The motion to amend the financial services bill was put forward by Labour MP Stella Creasy, who was keen to underline the scale of the situation, describing BNPL firms as the ‘next Wonga waiting to happen’.
Commenting on Twitter, the MP for Walthamstow responded to the decision: “The government voted down our call to regulate BNPL companies – A quarter of their customers have had to ask family or friends to pay back money, 1 in 10 are left struggling to pay rent. Ask your MP if they missed this chance to stop the next wonga and voted yes or no to NC7.”
Pat McFadden, Labour MP for Wolverhampton South East, also reacted with disappointment, underlining the importance of innovation within regulation: “Labour supported the amendment from @stellacreasy to regulate buy now pay later companies. Regulation has to adapt to new innovations and use of these companies has exploded in the past year. The Government voted it down.”

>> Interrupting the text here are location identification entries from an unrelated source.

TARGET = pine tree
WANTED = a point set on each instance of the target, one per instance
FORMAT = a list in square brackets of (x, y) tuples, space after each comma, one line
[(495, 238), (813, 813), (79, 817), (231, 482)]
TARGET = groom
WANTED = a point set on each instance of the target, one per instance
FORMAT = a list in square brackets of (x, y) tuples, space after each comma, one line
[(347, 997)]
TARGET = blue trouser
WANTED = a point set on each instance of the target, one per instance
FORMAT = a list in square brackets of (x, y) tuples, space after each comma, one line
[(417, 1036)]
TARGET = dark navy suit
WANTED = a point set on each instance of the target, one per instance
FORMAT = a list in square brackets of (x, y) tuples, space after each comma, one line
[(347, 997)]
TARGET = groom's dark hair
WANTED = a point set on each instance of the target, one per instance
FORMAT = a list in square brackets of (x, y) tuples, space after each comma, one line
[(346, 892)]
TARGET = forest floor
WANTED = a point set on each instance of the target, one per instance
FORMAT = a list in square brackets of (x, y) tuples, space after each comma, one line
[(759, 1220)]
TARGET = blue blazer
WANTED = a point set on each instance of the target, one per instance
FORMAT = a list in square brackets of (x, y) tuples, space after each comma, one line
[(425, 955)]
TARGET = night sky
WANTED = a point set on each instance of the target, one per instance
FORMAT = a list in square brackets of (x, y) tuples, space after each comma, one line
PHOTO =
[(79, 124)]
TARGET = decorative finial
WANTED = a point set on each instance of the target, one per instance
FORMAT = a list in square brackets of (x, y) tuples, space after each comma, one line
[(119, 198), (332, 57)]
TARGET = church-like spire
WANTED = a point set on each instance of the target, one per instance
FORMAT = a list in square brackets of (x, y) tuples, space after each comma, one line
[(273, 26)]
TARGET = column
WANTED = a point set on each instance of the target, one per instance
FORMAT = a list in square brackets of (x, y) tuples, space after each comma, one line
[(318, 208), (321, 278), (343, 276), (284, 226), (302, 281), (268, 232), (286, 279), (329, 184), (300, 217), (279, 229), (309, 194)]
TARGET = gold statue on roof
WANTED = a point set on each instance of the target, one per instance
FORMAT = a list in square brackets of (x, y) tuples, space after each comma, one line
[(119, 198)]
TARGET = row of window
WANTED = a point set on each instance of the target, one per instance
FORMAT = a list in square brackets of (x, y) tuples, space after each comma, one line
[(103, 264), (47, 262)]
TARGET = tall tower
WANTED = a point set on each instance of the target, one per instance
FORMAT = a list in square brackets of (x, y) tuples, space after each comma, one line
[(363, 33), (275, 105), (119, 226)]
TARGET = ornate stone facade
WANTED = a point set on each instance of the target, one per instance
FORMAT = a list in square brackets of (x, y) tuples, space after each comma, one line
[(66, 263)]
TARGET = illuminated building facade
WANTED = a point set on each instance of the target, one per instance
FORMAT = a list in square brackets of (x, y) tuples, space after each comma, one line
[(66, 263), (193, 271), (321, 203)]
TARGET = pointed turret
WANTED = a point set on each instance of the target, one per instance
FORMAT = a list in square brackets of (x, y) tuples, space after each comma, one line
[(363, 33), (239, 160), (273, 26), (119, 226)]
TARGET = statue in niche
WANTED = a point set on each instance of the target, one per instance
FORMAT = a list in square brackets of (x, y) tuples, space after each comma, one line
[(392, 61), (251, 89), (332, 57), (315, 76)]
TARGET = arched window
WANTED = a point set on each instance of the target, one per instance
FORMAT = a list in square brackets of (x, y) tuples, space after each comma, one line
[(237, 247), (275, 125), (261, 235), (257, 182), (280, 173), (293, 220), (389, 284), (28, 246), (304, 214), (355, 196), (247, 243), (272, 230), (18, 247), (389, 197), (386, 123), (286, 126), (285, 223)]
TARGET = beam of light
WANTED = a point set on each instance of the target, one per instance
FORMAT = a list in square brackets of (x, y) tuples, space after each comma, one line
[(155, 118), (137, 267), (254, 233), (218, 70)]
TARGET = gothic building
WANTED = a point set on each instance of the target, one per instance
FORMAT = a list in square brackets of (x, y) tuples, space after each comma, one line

The campaign to increase regulation on the firms is being spearheaded by a cross-parliamentary group of MPs, with Creasy leading the way. The Walthamstow MP has affirmed the need for efficient action on the implementation of new regulations, with fears that the FCA’s review will take an extensive period of time.
Expert Analysis: It’s hard to dispute the claims that the sector needs a regulatory review, the climate that has allowed the sector to thrive simply heightens the notion that regulation needs to be flexible.